According to the audit, “BOE failed to ensure that polls operated effectively and efficiently and in accordance with applicable law, rules, and guidelines, which ultimately could have impacted the ability of individuals to vote. We visited a total of 156 sites during three elections between June 28, 2016 and Nov. 8, 2016 and identified one or more deficiencies at 141 (90 percent) of those sites. Among the deficiencies found were problems with the assistance provided to voters, including those who require language interpreters and those with disabilities; problems with the information provided to voters; and problems with the accessibility of the poll sites themselves for disabled voters. We also found issues with the quality and amount of training BOE provides for Election Day workers.”
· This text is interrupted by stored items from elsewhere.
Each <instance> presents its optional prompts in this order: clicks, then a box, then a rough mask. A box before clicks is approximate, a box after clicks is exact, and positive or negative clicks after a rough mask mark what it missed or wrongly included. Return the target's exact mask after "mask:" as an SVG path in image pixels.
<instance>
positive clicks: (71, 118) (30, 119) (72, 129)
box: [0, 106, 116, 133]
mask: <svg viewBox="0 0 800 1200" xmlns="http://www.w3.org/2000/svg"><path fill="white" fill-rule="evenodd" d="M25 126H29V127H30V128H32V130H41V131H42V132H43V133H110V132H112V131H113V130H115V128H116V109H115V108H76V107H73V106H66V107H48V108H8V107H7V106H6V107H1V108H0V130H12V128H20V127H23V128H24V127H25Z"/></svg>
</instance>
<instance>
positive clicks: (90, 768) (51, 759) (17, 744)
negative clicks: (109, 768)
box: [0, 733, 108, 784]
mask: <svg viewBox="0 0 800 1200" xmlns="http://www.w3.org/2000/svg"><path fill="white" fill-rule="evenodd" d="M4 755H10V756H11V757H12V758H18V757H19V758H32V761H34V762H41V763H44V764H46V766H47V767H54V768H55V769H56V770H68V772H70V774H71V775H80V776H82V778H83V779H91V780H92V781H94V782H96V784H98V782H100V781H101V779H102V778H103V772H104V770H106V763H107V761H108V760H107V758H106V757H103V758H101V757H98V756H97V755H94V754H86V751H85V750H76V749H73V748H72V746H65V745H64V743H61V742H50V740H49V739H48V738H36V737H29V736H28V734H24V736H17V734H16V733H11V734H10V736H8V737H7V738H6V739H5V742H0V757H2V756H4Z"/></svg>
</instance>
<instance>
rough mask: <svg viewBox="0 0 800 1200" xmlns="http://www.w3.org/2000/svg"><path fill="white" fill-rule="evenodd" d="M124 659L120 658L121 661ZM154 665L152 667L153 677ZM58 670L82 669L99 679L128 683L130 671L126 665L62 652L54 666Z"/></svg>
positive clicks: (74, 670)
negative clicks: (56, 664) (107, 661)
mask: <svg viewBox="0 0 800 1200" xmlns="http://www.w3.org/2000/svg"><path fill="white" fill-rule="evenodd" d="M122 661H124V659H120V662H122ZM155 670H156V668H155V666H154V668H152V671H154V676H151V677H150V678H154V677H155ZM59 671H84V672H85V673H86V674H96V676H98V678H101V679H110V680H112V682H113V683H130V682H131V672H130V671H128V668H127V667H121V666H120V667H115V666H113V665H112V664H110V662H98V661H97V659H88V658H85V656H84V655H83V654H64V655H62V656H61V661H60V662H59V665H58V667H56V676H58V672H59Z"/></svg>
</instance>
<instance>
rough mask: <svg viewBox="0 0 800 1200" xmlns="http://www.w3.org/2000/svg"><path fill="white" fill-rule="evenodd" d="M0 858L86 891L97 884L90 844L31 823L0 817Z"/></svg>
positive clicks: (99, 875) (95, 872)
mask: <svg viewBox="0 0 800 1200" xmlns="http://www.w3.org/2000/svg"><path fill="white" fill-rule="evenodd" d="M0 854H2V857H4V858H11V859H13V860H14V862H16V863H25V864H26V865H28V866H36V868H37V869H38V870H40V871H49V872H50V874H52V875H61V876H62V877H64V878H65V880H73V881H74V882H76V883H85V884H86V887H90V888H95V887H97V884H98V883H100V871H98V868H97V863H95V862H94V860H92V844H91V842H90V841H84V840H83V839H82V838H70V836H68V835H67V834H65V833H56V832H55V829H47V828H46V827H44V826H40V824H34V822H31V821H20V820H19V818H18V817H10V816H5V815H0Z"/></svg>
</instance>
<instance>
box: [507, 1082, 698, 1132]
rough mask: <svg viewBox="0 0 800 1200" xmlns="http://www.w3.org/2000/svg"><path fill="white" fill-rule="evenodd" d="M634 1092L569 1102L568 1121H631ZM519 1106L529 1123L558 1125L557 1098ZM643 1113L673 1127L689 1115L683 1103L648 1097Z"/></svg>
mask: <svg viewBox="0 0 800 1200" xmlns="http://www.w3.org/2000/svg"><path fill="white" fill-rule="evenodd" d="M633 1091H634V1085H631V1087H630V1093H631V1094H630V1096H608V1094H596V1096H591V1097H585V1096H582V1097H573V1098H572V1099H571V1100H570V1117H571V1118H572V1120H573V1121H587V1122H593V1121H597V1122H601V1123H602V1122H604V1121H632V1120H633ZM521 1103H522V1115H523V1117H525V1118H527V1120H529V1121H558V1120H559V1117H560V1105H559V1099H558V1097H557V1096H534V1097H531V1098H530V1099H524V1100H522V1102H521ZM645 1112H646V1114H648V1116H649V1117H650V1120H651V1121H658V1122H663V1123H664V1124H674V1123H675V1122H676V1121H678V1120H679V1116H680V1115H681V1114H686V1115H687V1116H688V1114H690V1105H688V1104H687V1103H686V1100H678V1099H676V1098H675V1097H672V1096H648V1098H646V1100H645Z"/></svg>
If not corrected, Stringer’s office said, “the deficiencies increase the risk that registered voters will not be provided the opportunity to vote and have their voices counted.”
The comptroller’s office made nine total recommendations, including:
• Improve training for poll workers — and consider extending training hours so all of the material that poll workers need to know can be covered;
• Ensure every poll site is fully accessible and fully staffed, including with the appropriate interpreters;
• Attract more poll worker candidates by working to increase poll worker pay;
• Evaluate a pilot program that attempted to increase the number of poll workers by allowing them to work half-day shifts, and consider implementing this program if applicable; and
• Establish a working group to identify and implement reforms.